No CV, onde se acrescenta a mágoa? – Luís Filipe Borges

Opinião de Luís Filipe Borges publicada no jornal Sol

«Ontem foi a minha vizinha. Nunca trocámos mais de meia dúzia de bons dias ou boas tardes nas esquinas cruzadas pelos nossos carros, mas ei-la de repente à campainha e à vontade.
Entrega-me o seu currículo, tem 41 anos e fará o que tem de ser desde que isso lhe garanta um ordenado. Não consigo recusá-lo, como é óbvio e humano. Pensa que os meus supostos contactos facilitarão a sua despedida do mundo cada vez mais habitado e rarefeito dos desempregados.
É uma fotografia triste esta, embora tirada numa tarde de sol arrogante – e o plano desta cena esteja emoldurado por jardins viçosos e viciados na ideia, correcta, de que o verde já cá estava e continuará a estar após os dramas dos seres racionais passarem. Não sou capaz de ser um diplomata encartado no cinismo e mandatado pela frieza.
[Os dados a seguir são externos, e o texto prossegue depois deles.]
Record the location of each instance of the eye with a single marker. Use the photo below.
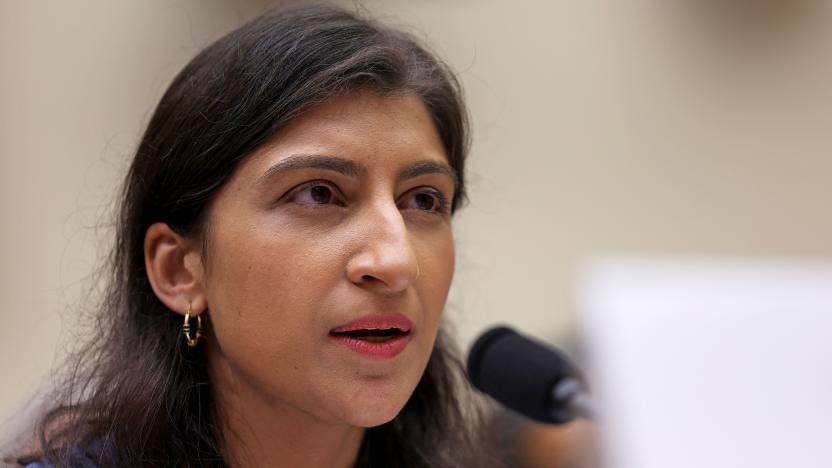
(314, 193)
(427, 200)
Respondi-lhe que reencaminharia o CV da vizinha a todos aqueles de que me lembrasse. E é um facto. Mas pergunto-me se não teria sido melhor, apesar do risco de intercalar de modo cortante uma possível amizade, deixar-lhe claro que as hipóteses de êxito são escassas, a versão ‘agulha num palheiro’ deste início de século português.

Meses antes tinha sido um senhor ocupado a pintar-me as paredes. No último dia, faces coradas, ganhou coragem para me entregar o gatafunho passando por CV da filha, aspirante a actriz. Reenviei para os locais adequados. Parece que a miúda faz hoje umas aparições nas plateias de bate-palmas, a troco de uma sandes, garrafa de água e 10 euros.
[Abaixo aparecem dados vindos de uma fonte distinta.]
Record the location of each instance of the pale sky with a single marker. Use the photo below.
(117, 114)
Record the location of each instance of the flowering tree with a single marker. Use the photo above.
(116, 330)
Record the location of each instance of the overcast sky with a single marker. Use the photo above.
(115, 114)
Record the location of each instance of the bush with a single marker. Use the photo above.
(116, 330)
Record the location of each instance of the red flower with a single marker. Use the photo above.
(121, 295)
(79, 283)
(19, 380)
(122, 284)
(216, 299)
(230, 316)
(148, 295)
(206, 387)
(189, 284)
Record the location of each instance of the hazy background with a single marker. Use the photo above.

E o correio electrónico, esse então, padece de uma verdadeira invasão napoleónica de CV’s avulsos. Também eles terão o seu Wellington para os escorraçar. Ao menos os franceses partiram daqui ‘de armas e bagagens’, estes candidatos nem sequer isso. Nada levam senão o seu orgulho um pouco mais ferido. Ocasionalmente, consigo ajudar alguém. Mas é uma lança em África dependente de conjugações, dir-se-ia, cósmicas; verdadeiras coincidências alegres a provar que, sim senhor, a sorte desempenha um papel tão ou mais importante que o mérito. O que irrita, enerva. Mas tudo isto existe, tudo isto é triste.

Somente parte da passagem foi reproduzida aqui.